Tudo nublado pela memória. O narrador está bem distante daquele menino. Resolvi ser o mais limpo, claro e simples possível: toda a trama deveria convergir para o parágrafo final, em que se revelaria algo catártico e ao mesmo tempo misterioso. A linguagem caminharia pelas teias de aranha na memória de um velho até o tatibitate do menino.
Essas explicações agora soam um tanto técnicas e presunçosas; pensando melhor, tudo o que queria era contar uma história sobre como a amizade, ou a busca pela amizade, pelo outro, pode espantar e/ou acentuar a solidão — sublimá-la e/ou sublinhá-la. Li o conto na sala da oficina criativa do Gílson o mais devagar que pude. Quando levantei a cabeça percebi que vários colegas estavam às lágrimas. Acho que foi a primeira vez que provoquei isso em alguém (mais tarde escreveria coisas que fizeram algumas pessoas chorar de rir, ou chorar de raiva; mas ali eu só tinha 23 anos). Daí veio o veredicto do Gílson:
— Acho que você seria um bom escritor infanto-juvenil — disse, soprando a eterna fumaça do seu cigarro light.
Na hora me pareceu ofensivo: então todo o cabedal teórico usado para criar um conto fantástico se resumia a escrita para criancinhas? Discordei do Gílson, ele não tinha sacado nada. Mas o mestre manteve sua opinião.
Anos depois, publiquei o conto no meu primeiro livro, Os infernos possíveis, de 1999 (Com-Arte/USP, esgotado). O livro caiu nas mãos da editora Isabel Lopes Coelho, que viu no texto o mesmo que o Gílson: uma narrativa infanto-juvenil. E ela queria fazer dele um livro autônomo. Com a Bel não se discute, assim fiz algumas alterações no texto e o entreguei. Ela e a diretora de arte Flávia Castanheira imaginaram uma narrativa visual que não fosse “legenda” para o texto, e sim um complemento em outro plano espaço-temporal — ele começaria em um ponto diverso ao conto até se cruzar com ele precisamente no último parágrafo.
Para tanto, convocaram a talentosa artista gráfica Powerpaola, uma equatoriana que morou muito tempo em Bogotá e hoje vive na Argentina.

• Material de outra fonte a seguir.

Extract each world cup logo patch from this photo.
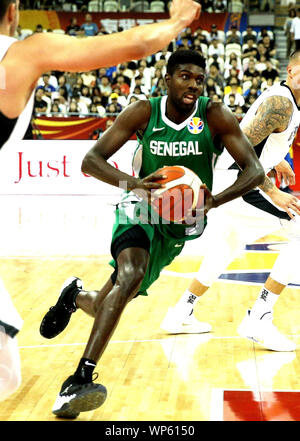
[187,117,204,135]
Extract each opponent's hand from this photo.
[270,189,300,219]
[170,0,201,28]
[274,159,296,185]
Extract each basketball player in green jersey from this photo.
[40,50,264,417]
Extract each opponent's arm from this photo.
[207,104,264,207]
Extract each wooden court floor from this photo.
[0,235,300,421]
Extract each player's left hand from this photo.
[274,159,296,185]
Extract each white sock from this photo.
[175,289,200,318]
[251,287,279,319]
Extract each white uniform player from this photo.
[161,70,300,351]
[0,0,201,410]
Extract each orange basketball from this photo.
[152,165,203,222]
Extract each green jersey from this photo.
[111,97,221,295]
[133,96,221,190]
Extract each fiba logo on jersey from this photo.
[0,66,6,90]
[187,117,204,135]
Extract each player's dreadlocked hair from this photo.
[0,0,16,21]
[167,49,206,75]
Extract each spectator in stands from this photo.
[234,106,244,117]
[243,58,260,81]
[79,85,92,108]
[257,43,270,61]
[150,78,167,99]
[33,87,48,114]
[207,37,225,58]
[99,75,112,97]
[291,8,300,50]
[66,17,80,37]
[38,73,57,98]
[242,26,256,44]
[260,0,274,12]
[257,28,274,43]
[106,92,123,113]
[214,0,227,12]
[68,99,80,114]
[57,74,72,96]
[224,93,237,113]
[194,28,209,46]
[224,52,243,81]
[130,75,150,96]
[51,103,64,116]
[226,25,241,44]
[243,84,261,99]
[112,75,130,96]
[262,34,276,58]
[224,79,245,107]
[261,60,279,84]
[224,77,243,96]
[205,77,222,97]
[81,71,97,87]
[207,62,224,89]
[81,14,99,37]
[105,103,120,115]
[211,93,222,103]
[283,8,297,58]
[33,24,44,33]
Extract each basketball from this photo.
[152,165,203,222]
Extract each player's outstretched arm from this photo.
[243,96,300,217]
[207,103,265,206]
[82,100,161,197]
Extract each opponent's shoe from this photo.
[40,277,83,338]
[160,308,212,334]
[237,310,296,352]
[52,375,107,418]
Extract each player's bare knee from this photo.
[117,264,146,297]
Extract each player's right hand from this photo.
[170,0,201,28]
[270,189,300,219]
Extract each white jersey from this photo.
[213,81,300,220]
[0,35,34,149]
[216,81,300,173]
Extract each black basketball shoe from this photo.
[52,374,107,418]
[40,277,83,338]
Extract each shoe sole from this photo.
[52,385,107,418]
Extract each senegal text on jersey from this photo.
[150,140,203,156]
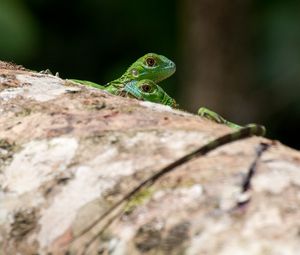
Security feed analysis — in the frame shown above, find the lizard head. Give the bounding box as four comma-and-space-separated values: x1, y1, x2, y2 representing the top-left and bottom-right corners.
125, 79, 177, 108
123, 53, 176, 82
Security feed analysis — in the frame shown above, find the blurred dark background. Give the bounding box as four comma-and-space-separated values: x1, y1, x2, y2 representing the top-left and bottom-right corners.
0, 0, 300, 149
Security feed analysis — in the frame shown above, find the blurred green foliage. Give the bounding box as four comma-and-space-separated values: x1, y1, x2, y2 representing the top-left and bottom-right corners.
0, 0, 300, 148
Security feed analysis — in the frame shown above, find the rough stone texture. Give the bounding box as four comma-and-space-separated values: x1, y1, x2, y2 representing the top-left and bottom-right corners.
0, 62, 300, 255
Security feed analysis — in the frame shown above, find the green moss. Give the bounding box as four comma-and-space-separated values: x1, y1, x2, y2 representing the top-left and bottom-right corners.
124, 188, 154, 214
0, 139, 19, 169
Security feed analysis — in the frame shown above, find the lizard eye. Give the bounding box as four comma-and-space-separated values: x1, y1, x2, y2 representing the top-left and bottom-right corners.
146, 58, 156, 67
131, 69, 139, 77
141, 84, 151, 93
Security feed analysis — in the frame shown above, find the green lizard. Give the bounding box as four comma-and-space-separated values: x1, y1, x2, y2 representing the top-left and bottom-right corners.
124, 80, 265, 135
71, 53, 176, 95
124, 79, 177, 108
68, 53, 264, 135
198, 107, 242, 129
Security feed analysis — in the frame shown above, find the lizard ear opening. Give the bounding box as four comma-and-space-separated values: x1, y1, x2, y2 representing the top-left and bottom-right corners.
131, 68, 139, 77
141, 84, 151, 93
146, 57, 156, 67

Quadrinista, ela é conhecida por seu traço ao mesmo tempo punk e intimista, detalhista e sugestivo, levemente nonsense, marca de seus belos álbuns Vírus Tropical e Diário (procurem, procurem). Powerpaola sacou a proposta e foi além, esboçando um ambiente que agrega uma visualidade latino-americana à narrativa, jogando com amplas áreas vazias e outras minuciosamente descritas (uma boa metáfora para a memória da infância?). A opção de Flávia por usar uma paleta com apenas duas cores especiais, o laranja e o marrom, trouxe ainda mais concisão e potência ao conto.

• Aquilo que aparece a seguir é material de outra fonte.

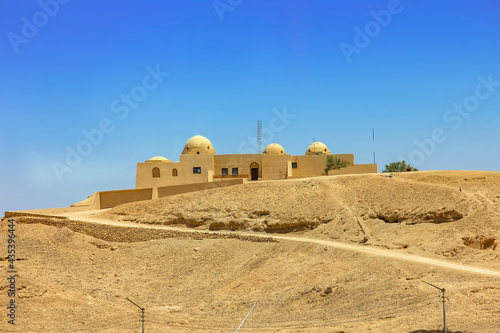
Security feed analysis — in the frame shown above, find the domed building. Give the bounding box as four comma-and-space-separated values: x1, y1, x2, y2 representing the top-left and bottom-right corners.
182, 135, 215, 155
306, 142, 332, 155
262, 143, 286, 155
146, 156, 171, 163
136, 135, 377, 189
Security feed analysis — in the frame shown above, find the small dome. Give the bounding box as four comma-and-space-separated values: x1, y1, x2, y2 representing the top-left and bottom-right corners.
306, 142, 332, 155
262, 143, 286, 155
182, 135, 215, 155
146, 156, 170, 162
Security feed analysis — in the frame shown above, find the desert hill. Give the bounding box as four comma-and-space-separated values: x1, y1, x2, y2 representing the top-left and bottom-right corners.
0, 171, 500, 333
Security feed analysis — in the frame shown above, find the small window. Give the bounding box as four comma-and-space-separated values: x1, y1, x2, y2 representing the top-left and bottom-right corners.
153, 167, 160, 178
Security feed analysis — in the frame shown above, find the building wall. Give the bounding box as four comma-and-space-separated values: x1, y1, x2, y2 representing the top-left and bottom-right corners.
291, 155, 327, 178
96, 188, 153, 209
136, 149, 377, 189
214, 154, 262, 179
262, 154, 292, 180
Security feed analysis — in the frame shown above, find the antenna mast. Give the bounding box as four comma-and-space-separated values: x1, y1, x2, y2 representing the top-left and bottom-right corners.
257, 120, 262, 154
372, 128, 377, 164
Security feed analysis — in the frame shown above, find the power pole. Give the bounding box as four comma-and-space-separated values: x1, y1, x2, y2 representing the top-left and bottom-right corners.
422, 280, 446, 333
234, 302, 257, 333
126, 297, 146, 333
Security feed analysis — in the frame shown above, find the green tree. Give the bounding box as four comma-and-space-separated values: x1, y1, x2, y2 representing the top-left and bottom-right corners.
382, 160, 418, 172
323, 155, 349, 175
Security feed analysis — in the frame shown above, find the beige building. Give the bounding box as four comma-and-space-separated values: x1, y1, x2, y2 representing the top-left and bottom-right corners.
136, 135, 378, 189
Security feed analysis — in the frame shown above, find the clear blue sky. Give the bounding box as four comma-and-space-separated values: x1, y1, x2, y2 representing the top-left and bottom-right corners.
0, 0, 500, 212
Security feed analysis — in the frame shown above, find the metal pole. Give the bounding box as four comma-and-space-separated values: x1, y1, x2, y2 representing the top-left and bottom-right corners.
234, 302, 257, 333
441, 288, 446, 333
141, 309, 144, 333
125, 297, 146, 333
422, 280, 446, 333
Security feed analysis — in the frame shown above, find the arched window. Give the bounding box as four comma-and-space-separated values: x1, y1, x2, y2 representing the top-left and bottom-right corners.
153, 167, 160, 178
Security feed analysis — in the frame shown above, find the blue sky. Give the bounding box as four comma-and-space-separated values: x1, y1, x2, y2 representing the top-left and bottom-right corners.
0, 0, 500, 212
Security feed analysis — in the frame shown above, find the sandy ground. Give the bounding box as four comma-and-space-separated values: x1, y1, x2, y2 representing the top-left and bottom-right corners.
0, 171, 500, 333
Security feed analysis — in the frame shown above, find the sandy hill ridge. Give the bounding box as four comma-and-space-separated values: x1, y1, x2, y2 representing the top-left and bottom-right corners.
0, 171, 500, 333
103, 171, 500, 268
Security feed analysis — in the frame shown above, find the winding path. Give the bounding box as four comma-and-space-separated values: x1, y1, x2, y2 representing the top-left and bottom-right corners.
60, 210, 500, 277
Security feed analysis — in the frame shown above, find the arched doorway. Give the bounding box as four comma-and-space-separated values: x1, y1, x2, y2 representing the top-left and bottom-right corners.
250, 162, 259, 180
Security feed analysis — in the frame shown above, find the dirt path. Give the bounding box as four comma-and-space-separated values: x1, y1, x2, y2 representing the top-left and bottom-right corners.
60, 210, 500, 277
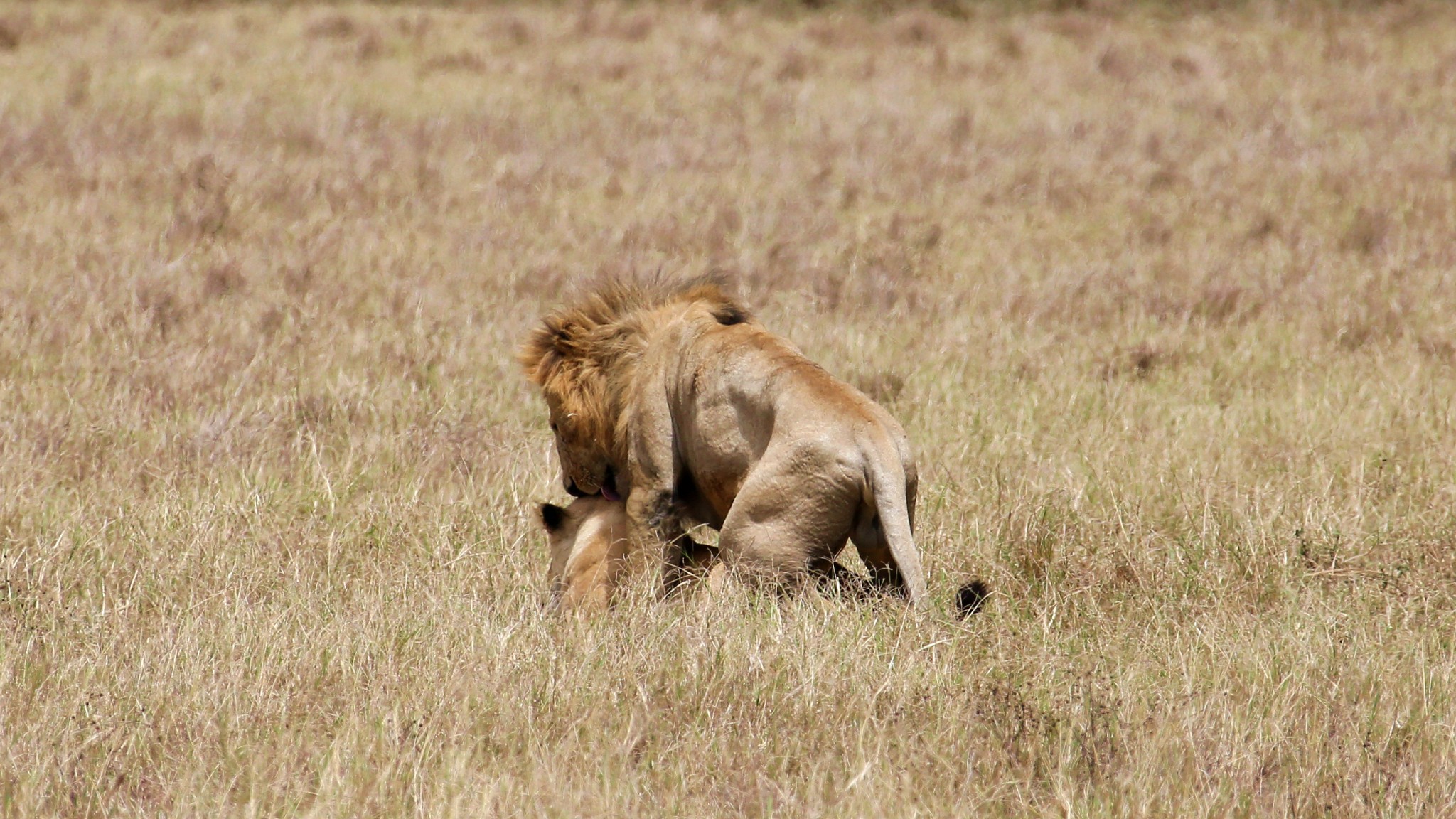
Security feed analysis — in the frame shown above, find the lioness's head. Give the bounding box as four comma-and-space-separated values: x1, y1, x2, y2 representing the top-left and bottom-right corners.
540, 497, 628, 609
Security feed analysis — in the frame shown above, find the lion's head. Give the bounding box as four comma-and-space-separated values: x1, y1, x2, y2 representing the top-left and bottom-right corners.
521, 315, 619, 500
520, 277, 749, 500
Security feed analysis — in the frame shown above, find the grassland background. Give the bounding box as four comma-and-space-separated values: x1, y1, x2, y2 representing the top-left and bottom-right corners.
0, 3, 1456, 816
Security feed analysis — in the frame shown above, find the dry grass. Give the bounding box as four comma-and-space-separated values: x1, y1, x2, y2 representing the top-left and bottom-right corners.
0, 3, 1456, 816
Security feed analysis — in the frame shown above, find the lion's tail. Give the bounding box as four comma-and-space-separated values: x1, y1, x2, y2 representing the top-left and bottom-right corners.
869, 440, 926, 608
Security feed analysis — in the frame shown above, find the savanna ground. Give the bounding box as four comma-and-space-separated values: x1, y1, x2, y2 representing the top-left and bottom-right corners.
0, 3, 1456, 816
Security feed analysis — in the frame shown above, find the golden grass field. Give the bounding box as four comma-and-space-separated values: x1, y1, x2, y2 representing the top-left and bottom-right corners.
0, 1, 1456, 818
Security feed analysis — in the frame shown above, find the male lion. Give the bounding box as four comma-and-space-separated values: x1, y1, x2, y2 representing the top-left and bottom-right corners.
520, 280, 924, 606
540, 496, 718, 609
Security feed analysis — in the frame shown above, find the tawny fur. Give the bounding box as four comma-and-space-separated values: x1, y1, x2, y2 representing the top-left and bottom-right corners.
539, 496, 717, 611
521, 280, 924, 605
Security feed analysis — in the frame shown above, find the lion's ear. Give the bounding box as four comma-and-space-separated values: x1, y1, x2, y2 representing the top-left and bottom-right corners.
517, 316, 581, 385
540, 503, 567, 532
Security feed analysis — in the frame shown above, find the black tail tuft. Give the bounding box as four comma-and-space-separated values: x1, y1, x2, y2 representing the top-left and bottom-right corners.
955, 580, 990, 619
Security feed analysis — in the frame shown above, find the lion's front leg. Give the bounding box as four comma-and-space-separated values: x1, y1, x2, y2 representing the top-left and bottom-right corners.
628, 487, 692, 594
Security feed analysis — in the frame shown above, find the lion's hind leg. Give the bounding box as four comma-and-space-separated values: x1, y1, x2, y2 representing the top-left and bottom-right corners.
849, 504, 906, 596
718, 475, 855, 590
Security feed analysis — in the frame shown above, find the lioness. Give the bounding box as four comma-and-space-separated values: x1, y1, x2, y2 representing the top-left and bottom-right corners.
520, 279, 924, 606
540, 496, 717, 609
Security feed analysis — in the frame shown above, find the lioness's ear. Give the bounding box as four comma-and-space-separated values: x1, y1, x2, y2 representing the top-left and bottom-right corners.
542, 503, 567, 532
714, 303, 751, 326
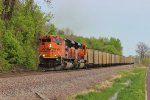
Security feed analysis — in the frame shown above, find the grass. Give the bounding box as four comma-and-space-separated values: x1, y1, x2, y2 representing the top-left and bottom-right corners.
75, 68, 146, 100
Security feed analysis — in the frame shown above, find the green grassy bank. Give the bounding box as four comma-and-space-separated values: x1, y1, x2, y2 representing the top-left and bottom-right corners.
75, 68, 146, 100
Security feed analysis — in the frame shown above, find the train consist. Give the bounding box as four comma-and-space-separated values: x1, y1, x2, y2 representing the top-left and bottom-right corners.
38, 35, 134, 69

Bem, talvez o texto ainda soe um tantinho triste, porém ficou mais leve. Quem sabe não seja mesmo um texto para adultos, nem para crianças: daí eu optar pela definição de “infanto-senil” — afinal, une as duas pontas da vida, podendo ser lido por crianças de qualquer idade. E de repente o público-alvo do conto não deve ser mesmo tão claro (e lembro do Gílson citando a famosa definição de Mário de Andrade: “conto é tudo o que chamamos conto“). Mas o que vocês queriam de uma história sobre um amigo imaginário?
Espero vocês e seus amigos imaginários no lançamento: dia 26-4, n’A Balsa (r Capitão Salomão, 26, 4º andar), um dos crepúsculos mais bacanas de SP, de frente pro Anhangabaú. Vai ser das 15h às 18h; depois, a casa segue aberta aos marmanjos.